Fukushima Operators To Build Undersea Tunnel To Release Treated Water
Operators of Japan's stricken Fukushima nuclear plant unveiled plans Wednesday to construct an undersea tunnel to release more than a million tonnes of treated water from the site into the ocean.
Plans for the one-kilometre (0.6-mile) tunnel were announced after the Japanese government decided in April to release the accumulated water in two years' time.
Ministers say the release is safe because the water will have been processed to remove almost all radioactive elements, and will be diluted.
But the April decision triggered a furious reaction from neighbouring countries, and fierce opposition from local fishing communities.
Tokyo Electric Power Co (TEPCO) said it will start building the tunnel by March 2022 after carrying out feasibility studies and obtaining approval from authorities.
It will have a diameter of about 2.5 metres (eight feet) and will stretch east into the Pacific from tanks at the plant containing around 1.27 million tonnes of treated water.
That includes water used to cool the plant, which was crippled after going into meltdown following a huge 2011 tsunami, as well as rain and groundwater that seeps in daily.
An extensive pumping and filtration system extracts tonnes of newly contaminated water each day and filters out most radioactive elements.

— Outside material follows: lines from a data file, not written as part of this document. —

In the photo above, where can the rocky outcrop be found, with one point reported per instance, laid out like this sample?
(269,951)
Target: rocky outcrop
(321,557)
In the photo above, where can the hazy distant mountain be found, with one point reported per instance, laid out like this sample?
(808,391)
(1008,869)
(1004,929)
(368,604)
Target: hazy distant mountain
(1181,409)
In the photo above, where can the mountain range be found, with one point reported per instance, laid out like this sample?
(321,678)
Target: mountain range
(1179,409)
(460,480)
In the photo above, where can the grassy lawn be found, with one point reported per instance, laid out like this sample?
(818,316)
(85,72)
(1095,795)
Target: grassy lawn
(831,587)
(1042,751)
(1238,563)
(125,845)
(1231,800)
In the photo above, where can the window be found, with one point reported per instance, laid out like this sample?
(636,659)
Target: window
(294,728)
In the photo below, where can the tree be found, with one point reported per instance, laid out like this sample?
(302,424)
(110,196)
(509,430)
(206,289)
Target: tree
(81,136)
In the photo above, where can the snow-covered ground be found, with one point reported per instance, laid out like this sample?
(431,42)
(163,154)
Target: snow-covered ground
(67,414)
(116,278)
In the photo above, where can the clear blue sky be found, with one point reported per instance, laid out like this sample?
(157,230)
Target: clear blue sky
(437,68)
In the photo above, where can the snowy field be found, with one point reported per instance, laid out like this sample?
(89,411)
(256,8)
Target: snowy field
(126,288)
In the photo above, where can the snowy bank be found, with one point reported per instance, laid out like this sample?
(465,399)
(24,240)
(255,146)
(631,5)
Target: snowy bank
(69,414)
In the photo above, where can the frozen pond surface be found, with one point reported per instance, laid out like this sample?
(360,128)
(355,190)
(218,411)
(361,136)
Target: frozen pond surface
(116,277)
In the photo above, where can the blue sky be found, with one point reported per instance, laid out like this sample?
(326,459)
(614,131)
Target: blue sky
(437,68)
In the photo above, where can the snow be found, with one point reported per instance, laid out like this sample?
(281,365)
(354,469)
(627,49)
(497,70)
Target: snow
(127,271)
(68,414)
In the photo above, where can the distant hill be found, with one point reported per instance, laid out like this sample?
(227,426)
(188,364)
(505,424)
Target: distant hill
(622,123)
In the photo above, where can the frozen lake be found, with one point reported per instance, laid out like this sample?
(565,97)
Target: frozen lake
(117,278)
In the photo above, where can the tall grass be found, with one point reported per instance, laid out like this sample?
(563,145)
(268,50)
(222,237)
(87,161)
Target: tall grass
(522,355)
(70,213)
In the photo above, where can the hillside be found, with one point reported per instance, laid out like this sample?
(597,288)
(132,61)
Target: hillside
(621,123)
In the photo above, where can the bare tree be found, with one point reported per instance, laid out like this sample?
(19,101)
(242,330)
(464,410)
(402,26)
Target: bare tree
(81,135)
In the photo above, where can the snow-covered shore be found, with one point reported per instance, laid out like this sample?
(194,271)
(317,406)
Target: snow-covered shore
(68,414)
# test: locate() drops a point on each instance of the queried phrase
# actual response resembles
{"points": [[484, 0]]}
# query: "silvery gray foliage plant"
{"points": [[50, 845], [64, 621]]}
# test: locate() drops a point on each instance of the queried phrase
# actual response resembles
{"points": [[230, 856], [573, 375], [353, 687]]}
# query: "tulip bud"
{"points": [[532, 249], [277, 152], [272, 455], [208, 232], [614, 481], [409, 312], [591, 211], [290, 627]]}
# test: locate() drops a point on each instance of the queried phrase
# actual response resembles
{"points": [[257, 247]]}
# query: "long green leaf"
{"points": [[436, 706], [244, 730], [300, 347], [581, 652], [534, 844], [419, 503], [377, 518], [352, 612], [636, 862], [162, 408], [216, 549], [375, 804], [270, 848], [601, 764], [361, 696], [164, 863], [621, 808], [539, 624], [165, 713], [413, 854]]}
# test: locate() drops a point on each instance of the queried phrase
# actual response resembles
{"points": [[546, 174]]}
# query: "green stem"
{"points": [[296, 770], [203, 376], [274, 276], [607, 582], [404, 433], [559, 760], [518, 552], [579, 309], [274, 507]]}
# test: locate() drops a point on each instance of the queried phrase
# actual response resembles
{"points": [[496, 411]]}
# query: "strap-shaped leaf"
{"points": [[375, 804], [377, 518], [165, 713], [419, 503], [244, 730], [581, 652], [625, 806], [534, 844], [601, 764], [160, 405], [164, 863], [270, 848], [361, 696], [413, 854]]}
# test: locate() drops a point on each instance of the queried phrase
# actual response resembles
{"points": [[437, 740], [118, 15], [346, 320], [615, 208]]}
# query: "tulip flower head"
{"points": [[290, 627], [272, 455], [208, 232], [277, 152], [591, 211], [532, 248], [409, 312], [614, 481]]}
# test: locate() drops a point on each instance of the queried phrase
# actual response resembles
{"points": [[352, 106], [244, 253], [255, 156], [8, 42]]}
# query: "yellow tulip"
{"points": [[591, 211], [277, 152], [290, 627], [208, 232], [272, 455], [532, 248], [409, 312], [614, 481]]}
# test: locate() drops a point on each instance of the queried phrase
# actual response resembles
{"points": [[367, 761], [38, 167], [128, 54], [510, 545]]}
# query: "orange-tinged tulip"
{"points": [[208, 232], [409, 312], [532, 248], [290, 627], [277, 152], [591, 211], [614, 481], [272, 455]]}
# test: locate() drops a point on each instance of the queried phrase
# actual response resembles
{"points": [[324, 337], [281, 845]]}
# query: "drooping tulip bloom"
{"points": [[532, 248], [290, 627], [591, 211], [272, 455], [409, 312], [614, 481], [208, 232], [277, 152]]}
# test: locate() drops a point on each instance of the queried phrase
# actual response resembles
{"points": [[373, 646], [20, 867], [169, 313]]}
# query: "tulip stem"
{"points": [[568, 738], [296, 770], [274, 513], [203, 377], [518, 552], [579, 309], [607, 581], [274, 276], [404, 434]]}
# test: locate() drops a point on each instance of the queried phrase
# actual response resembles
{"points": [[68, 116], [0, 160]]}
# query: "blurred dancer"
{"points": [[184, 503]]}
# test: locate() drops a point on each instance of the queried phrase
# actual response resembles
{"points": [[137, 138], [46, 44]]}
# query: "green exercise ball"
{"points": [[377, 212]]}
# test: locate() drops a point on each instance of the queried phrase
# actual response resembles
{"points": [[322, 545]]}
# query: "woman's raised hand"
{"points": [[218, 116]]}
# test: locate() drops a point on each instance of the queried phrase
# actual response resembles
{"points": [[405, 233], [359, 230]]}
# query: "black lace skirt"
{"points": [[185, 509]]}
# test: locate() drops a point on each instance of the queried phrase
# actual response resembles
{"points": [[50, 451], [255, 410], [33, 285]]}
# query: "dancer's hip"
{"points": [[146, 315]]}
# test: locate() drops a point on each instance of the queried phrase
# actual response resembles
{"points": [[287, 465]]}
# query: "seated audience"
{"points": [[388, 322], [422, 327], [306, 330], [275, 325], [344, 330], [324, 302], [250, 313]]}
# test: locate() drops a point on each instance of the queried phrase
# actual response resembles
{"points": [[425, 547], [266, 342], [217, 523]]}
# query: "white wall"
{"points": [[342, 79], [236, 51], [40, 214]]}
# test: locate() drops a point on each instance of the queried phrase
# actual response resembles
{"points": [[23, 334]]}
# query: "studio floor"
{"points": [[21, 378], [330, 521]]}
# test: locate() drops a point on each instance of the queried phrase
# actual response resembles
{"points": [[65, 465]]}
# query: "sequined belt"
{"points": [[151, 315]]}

But fishing communities fear releasing the water will undermine years of work to restore confidence in their seafood.
The plant's chief decommissioning officer Akira Ono said Wednesday that releasing the water through a tunnel would help prevent it flowing back to the shore.
"We will thoroughly explain our safety policies and the measures we are taking against reputation damage, so that we can dispel concerns held by people involved in fisheries" and other industries, Ono told reporters.
In a statement, TEPCO said it was ready to pay compensation for reputation damage related to the release.
TEPCO also said it would accept inspections by the International Atomic Energy Agency on the safety of the release. The IAEA has already endorsed Japan's decision.
Prime Minister Yoshihide Suga has called disposing of the water an "inevitable task" in the decades-long process of decommissioning the nuclear plant.
Debate over how to handle the water has dragged on for years, as space to store it at the site runs out.
The filtration process removes most radioactive elements from the water, but some remain, including tritium.
Experts say the element is only harmful to humans in large doses and with dilution the treated water poses no scientifically detectable risk.